A more complete report is coming in this week's paper, but a few scraps from the day:

* As the theater people filed into the Center House, groundskeepers with rakes and shovels were busy spreading a giant, stinking pile of fertilizer onto some nearby flowerbeds. “Well, I wonder where there’ll be more bullshit,” somebody said as she walked past. “Out here or down in the theater?”

* An NEA study revealed that the number of American adults who attended a (nonmusical) play in a 12-month period shrank from 13.5% (25 million) in 1992 to 9.4% (21 million) in 2008.

* Sixty-two percent of the 250 playwrights surveyed earn less than $40,000 a year and one-third earn less than $25,000. Of that money, slightly more than half comes from day jobs unrelated to writing, with other chunks coming from teaching or writing for TV and film. Only 15% of playwrights’ income comes from producing plays and only 3% come from royalties. (As Robert Anderson, author of Tea and Sympathy, said: “You can make a killing in the theater, but you can’t make a living.”)

* From an anonymous artistic director: “It would be easier for me to do a play like Quills, in which Jesus comes out of the grave with three erect penises and fucks Mary on the floor, than it would to do No Man's Land by Harold Pinter—a play that is abstract in the storytelling. I'd do it, but that would be more controversial than content.”

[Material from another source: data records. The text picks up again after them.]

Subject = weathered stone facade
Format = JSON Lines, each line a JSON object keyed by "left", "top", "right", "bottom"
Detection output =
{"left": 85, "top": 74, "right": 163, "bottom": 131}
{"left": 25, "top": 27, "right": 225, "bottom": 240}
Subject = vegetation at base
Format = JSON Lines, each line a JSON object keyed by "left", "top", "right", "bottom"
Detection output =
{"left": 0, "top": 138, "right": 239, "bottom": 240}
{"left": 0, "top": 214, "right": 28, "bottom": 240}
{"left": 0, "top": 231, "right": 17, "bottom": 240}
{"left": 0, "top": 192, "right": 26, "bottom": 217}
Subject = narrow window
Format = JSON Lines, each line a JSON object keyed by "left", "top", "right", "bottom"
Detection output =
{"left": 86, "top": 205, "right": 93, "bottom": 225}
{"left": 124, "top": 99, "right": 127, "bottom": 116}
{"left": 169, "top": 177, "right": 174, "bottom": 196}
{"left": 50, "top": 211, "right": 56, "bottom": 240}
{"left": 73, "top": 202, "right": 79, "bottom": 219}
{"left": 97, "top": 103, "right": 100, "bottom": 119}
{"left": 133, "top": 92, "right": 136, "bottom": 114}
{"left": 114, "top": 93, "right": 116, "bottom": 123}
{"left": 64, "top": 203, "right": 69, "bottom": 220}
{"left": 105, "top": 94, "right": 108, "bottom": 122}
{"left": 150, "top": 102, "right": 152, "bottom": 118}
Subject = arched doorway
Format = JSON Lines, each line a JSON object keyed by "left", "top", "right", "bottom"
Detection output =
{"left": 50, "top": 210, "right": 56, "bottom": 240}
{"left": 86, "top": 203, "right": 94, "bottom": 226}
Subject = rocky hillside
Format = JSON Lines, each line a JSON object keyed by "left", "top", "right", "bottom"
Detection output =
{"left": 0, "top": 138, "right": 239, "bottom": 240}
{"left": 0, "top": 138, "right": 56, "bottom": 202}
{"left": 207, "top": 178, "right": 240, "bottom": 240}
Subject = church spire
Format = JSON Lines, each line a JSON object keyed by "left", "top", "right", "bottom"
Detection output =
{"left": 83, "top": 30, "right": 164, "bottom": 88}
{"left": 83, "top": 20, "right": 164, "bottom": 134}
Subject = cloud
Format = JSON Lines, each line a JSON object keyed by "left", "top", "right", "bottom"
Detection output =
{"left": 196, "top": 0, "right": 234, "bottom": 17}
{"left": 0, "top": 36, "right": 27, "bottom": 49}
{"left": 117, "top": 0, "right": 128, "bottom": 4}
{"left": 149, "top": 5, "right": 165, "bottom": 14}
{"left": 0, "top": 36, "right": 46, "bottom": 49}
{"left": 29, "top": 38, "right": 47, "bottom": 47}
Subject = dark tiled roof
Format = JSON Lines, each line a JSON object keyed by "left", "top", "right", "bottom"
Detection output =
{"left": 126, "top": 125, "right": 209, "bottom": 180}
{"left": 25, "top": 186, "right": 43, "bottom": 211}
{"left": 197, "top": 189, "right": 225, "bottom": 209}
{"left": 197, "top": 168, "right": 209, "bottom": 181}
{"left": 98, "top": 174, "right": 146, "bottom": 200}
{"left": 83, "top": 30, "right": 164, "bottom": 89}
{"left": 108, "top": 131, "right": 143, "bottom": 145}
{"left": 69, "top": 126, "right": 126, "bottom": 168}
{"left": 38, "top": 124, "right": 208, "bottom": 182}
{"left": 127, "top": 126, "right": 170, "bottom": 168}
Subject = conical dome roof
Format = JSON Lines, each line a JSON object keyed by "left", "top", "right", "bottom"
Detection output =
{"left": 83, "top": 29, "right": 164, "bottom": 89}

* American plays have shriveled in cast size, mostly for financial reasons. In 1967, Great White Hope came to Broadway with a cast of 63 actors. In 2008, August: Osage County did the same with just 13 actors and Charles Isherwood of the New York Times wrote “one reason I flipped for August was its superabundance of characters.”

* A quote from one of Outrageous Fortune’s authors: “A very passionate man named John Booth helped begin this study—unfortunately, he died after reading the first chapter.”

There were fireworks. There were sandwiches. There was depressingly little progress.

But it put stories like this one in today's NYT (about trying to harness celebrities like Will Smith and Jay Z to sell theater shows) and this one in today's WSJ (about how playwrights are flocking towards TV dramas like Mad Men) in context.

From the first:

Elton John hasn’t seen the Broadway play “Next Fall,” but he has invested a six-figure sum in the $2 million production. Jay-Z, Will and Jada Pinkett Smith, and their business partners have put $3 million into the Broadway musical “Fela!” And Lily Tomlin has just signed on as the lead promoter of a new one-man show off Broadway.

From the second:

After "Superior Donuts" opened at the Steppenwolf Theatre in summer 2008, a development executive for CBS Television Studios saw it and began pursuing playwright Tracy Letts to repackage it as a TV sitcom.

Which isn't such a terrible thing. Stories are stories and if Letts (who wrote August: Osage County) wants to tell his on teevee, that's his business. But for all the folks hanging onto the dream of American theater—if you aren't dancing already, then start. The ground is moving under your feet and if you stand still, you're dead.